Über die Theorie, dass durch Spiele Lerneffekte erzielt werden können, wurde bereits viel geschrieben und diskutiert. Viele Firmen schulen heutzutage ihre Auszubildenden und Mitarbeiter mittels Planspielen. In Erlebnispädagogischen Konzepten werden Schulklassen und Führungskräfte durch spielerische Kooperationsübungen geleitet um Sozialkompetenz und Selbstvertrauen zu lernen. Und nicht zuletzt finden Eltern gerade in Erziehungsratgebern zahlreiche Hinweise wie wichtig spielerisches Lernen für den frühkindlichen Bildungsprozess ist. Für alle Altersgruppen wird dabei immer wieder betont, dass spielerisch, interaktiv Erlerntes besser haften bleibt und nachhaltiger umgesetzt werden kann als rein theoretisch vermitteltes Wissen. Betrachtet man in diesem Zusammenhang die immer größer werdende Zahl von Computerspielern – laut JIM-Studie 2007 sind dies 53% der 12- bis 19-Jährigen – erscheint der Gedanke verlockend die wachsende Begeisterung für dieses Medium zur Wissensvermittlung zu nutzen.
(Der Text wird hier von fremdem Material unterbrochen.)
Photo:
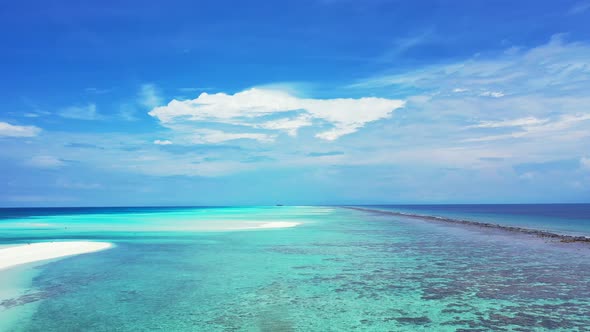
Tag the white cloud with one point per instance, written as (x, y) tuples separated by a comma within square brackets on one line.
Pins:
[(148, 96), (45, 161), (87, 112), (203, 136), (534, 127), (495, 94), (250, 107), (528, 121), (8, 130)]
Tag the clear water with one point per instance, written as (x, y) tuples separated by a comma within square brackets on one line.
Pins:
[(569, 219), (340, 270)]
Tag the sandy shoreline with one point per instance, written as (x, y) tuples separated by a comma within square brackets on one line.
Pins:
[(34, 252), (530, 231)]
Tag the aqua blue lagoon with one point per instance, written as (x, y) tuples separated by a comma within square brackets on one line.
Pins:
[(217, 269)]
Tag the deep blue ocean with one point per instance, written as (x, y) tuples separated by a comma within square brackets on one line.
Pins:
[(569, 219)]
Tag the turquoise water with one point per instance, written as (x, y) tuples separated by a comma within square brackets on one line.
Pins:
[(567, 219), (339, 270)]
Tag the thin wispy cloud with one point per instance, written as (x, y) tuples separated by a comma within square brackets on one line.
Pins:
[(10, 130), (149, 96), (87, 112)]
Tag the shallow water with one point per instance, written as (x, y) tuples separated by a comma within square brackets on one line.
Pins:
[(567, 219), (339, 270)]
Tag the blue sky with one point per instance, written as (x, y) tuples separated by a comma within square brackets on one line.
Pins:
[(294, 102)]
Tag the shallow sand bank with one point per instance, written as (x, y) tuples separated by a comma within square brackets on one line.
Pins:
[(278, 224), (29, 253), (530, 231)]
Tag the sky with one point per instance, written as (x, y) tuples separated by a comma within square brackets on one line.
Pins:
[(118, 103)]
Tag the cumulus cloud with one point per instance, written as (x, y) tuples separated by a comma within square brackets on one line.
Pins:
[(8, 130), (87, 112), (252, 107)]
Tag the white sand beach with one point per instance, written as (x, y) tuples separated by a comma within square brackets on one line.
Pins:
[(29, 253)]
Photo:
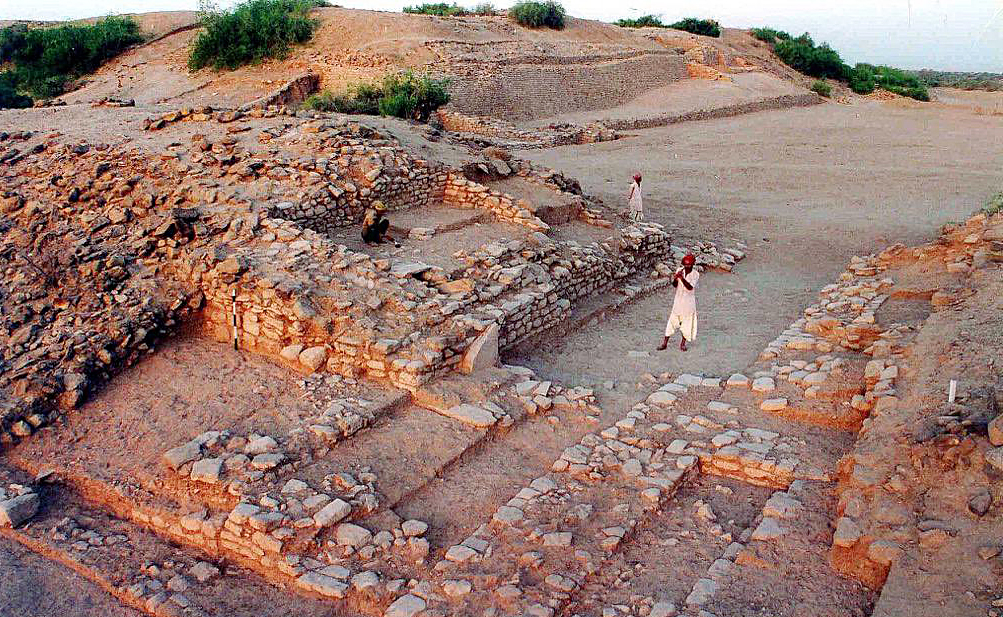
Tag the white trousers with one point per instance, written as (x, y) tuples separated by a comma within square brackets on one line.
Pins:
[(684, 323)]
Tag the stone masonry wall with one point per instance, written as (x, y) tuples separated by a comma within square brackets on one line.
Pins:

Serious Games (engl.: ernsthafte Spiele) sind die Sparte der Computerspiele, die mit dem Kunstbegriff „Edutainment“ den Brückenschlag zwischen Entertainmant (engl. für Unterhaltung) und Education (engl. für Ausbildung) zu erreichen versucht. Sie vermitteln ihre Inhalte über die Hintergrundgeschichte, die Handlungsabläufe oder auch über Informationseinblendungen. Anders als bei klassischen Lernprogrammen wechseln sich Lern- und Spielinhalt nicht ab sondern gehen idealerweise ineinander über. Dadurch sollen gleichzeitig Spielspaß und Motivation geweckt und Lernziele erreicht werden. Serious Games sind teilweise regulär im Handel erhältlich oder werden kostenlos im Internet als Download angeboten.


Einige Beispiele
Die Zielgruppe von Edutainmentprodukten kann vom Alter und thematischem Inhalt her sehr unterschiedlich sein. „Luka und das geheimnisvolle Silberpferd“ beispielsweise, ist ein Serious Game für Kinder von 8-10 Jahren. Ziel des Spiels ist es, prosoziales Verhalten zu fördern und Kinder zu gewaltlosen Konfliktlösungen zu befähigen. Herausgeber ist das Landeskriminalamt Baden-Würtemberg das unter dem Slogan „Fair gewinnt – Gewalt macht mich nicht an.“ Kriminalprävention betreibt. „Luka und das geheimnisvolle Silberpferd“ wurde 2007 mit dem „Serious-Games-Award“ der hessischen Landesregierung ausgezeichnet und steht unter www.luka.polizei-beratung.de zum kostenlosen Download bereit.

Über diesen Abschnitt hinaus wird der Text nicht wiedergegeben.